Couchbase and Cassandra both show scaling at about half of linear
capacity throughout. Cassandra actually scales slightly better for
the balanced workload’’. According to this study ‘‘for heavy-read
workloads (95% read, 5% write), both Couchbase and MongoDB
scale close to linearly’’ [34].
Column Family databases Cassandra and HBase show excellent
writing abilities, but its reading performance is poor, since these
two products were optimized for writing resulting to lots of concurrent
I/O when reading. Since Cassandra uses huge amounts of
memory, it has to perform lots of disk I/O in read heavy workloads,
leading to a highly decreased performance. Both Cassandra
and HBase have a better performance during execution of Updates.

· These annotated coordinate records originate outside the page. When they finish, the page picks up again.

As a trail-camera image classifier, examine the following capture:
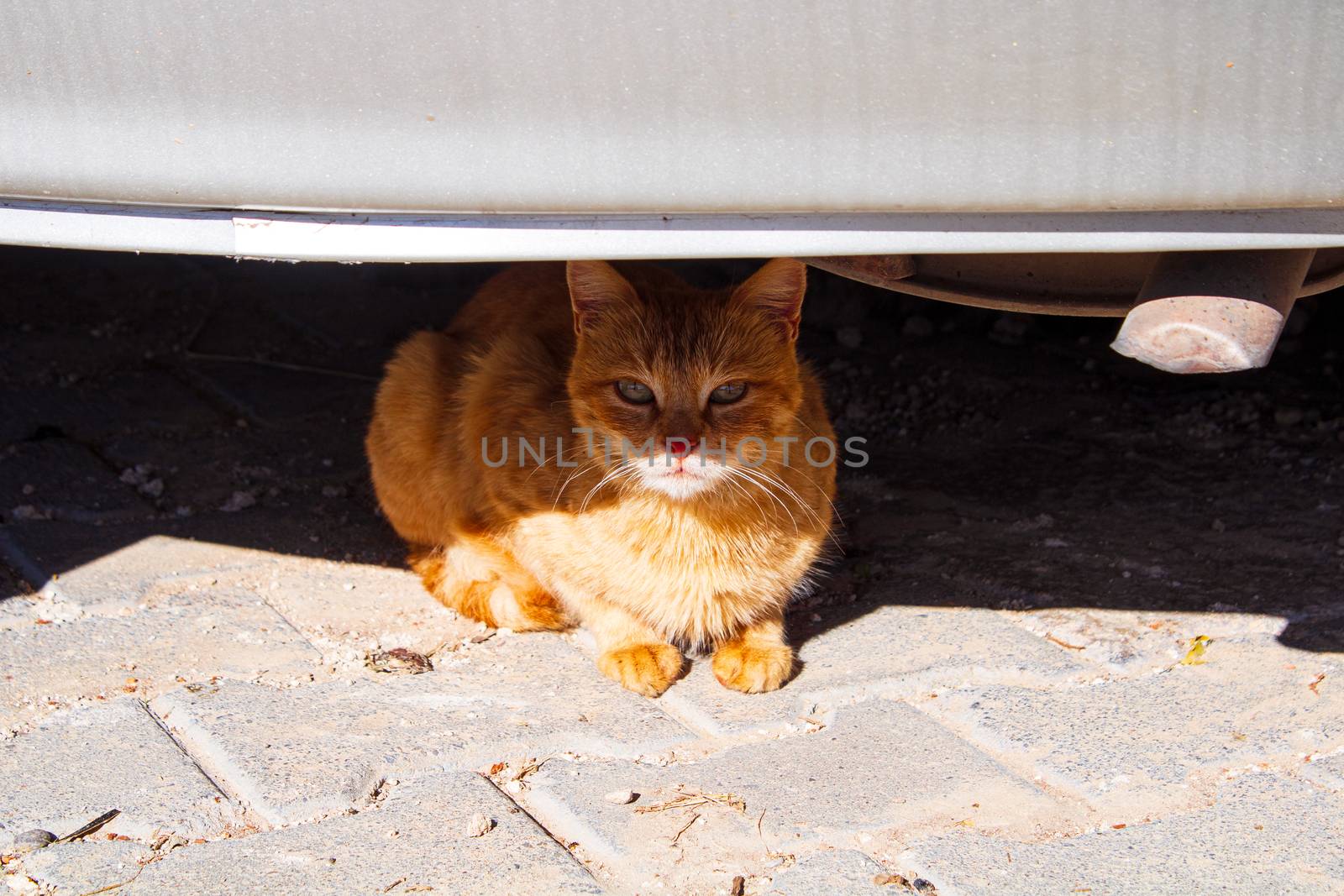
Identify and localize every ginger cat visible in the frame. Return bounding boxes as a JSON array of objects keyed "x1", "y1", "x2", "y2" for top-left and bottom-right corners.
[{"x1": 365, "y1": 259, "x2": 836, "y2": 697}]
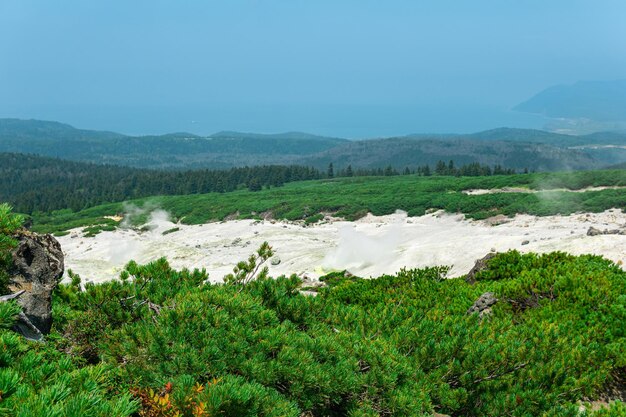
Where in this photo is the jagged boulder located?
[587,226,626,236]
[465,252,497,284]
[9,230,64,337]
[467,292,498,318]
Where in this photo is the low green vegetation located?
[33,170,626,232]
[0,206,626,417]
[0,242,626,417]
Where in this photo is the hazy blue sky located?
[0,0,626,137]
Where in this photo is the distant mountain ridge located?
[514,79,626,121]
[0,119,626,171]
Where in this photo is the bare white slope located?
[59,210,626,281]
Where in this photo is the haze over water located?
[0,0,626,137]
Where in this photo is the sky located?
[0,0,626,138]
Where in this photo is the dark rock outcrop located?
[467,292,498,318]
[587,226,626,236]
[9,230,64,337]
[465,252,497,284]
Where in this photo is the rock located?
[587,226,603,236]
[485,214,512,226]
[587,226,626,236]
[465,252,497,284]
[9,231,64,334]
[467,292,498,318]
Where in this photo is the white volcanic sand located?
[59,209,626,282]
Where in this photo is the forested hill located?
[0,153,321,213]
[303,137,608,171]
[0,119,347,168]
[0,119,626,171]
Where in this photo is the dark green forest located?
[0,119,626,171]
[0,153,512,214]
[0,206,626,417]
[32,167,626,233]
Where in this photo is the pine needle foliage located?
[0,204,626,417]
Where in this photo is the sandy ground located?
[59,210,626,282]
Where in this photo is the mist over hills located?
[0,119,626,171]
[514,79,626,133]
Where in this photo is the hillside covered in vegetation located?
[32,170,626,233]
[0,207,626,417]
[0,119,626,171]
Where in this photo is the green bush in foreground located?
[0,252,626,417]
[0,197,626,417]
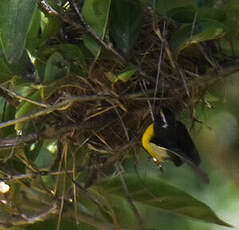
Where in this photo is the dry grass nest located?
[20,5,232,177]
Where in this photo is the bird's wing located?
[176,121,200,165]
[149,142,209,184]
[166,150,209,184]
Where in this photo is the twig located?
[152,11,176,69]
[115,162,145,229]
[178,69,190,97]
[0,170,73,182]
[69,0,126,63]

MongoDB has similar structures to RDBMS and shows great
flexibility in data modeling, especially for medium and small-sized
businesses [35]. MongoDB is the best fit for read intensive applications.
7. Observation
The downsides of NoSQL
• There is no universal query language like SQL.
• Each NoSQL product does things differently.
• SQL is very powerful and expressive.
• Relational databases are very mature, 40+ years (1970) while
NoSQL are 6+ years old.
• Relational databases are part of a vast ‘‘Ecosystem’’ with lots of
applications and Tool availability.
NoSQL communities have picked up the trend to abandon
relational properties in favor of high-scalability by only supporting
Key-Value type accesses in their data stores. However, abandoning
SQL and its feature has nothing to do with Scalability. Another
significant development in advanced database technology is
‘‘Polyglot Persistence’’, i.e. using multiple data storage technologies
based upon the way data are being used by individual applications.
The simple logic behind ‘‘Polyglot Persistence’’ is why store binary
images in a relational database, when there are better storage systems
for the same?
The following are some of the issues for selection of a particular
NoSQL database:
• Fit workload requirements to the best suited cloud database
system considering the read-optimized against write-optimized
substitution.
• Latency versus Durability is another important axis. If developers
know that they can lose a small fraction of writers such as
web poll votes, etc. they can acknowledge success, writes without
waiting for them to be synced to disk. An application requiring
large number of small writes may use ‘‘Redis’’.
• Auto-completion, Caching may use Redis, Memcached.
• Data mining, Trending-MongoDB, Hadoop and BigTable.
• Content based web portals-MongoDB, Cassandra and Sharded
ACID databases.
• Financial Portals-ACID database.
8. Conclusion
In this paper an analytical study of BASE properties of NoSQL
database with a focus on large-scale NoSQL such as Dynamo,
Google File System (GFS), Bigtable and Hadoop are done. Different
techniques that are used to achieve Consistency and Availability
were analyzed. Some recommendations based on observations are
made for selection of a NoSQL for particular purposes.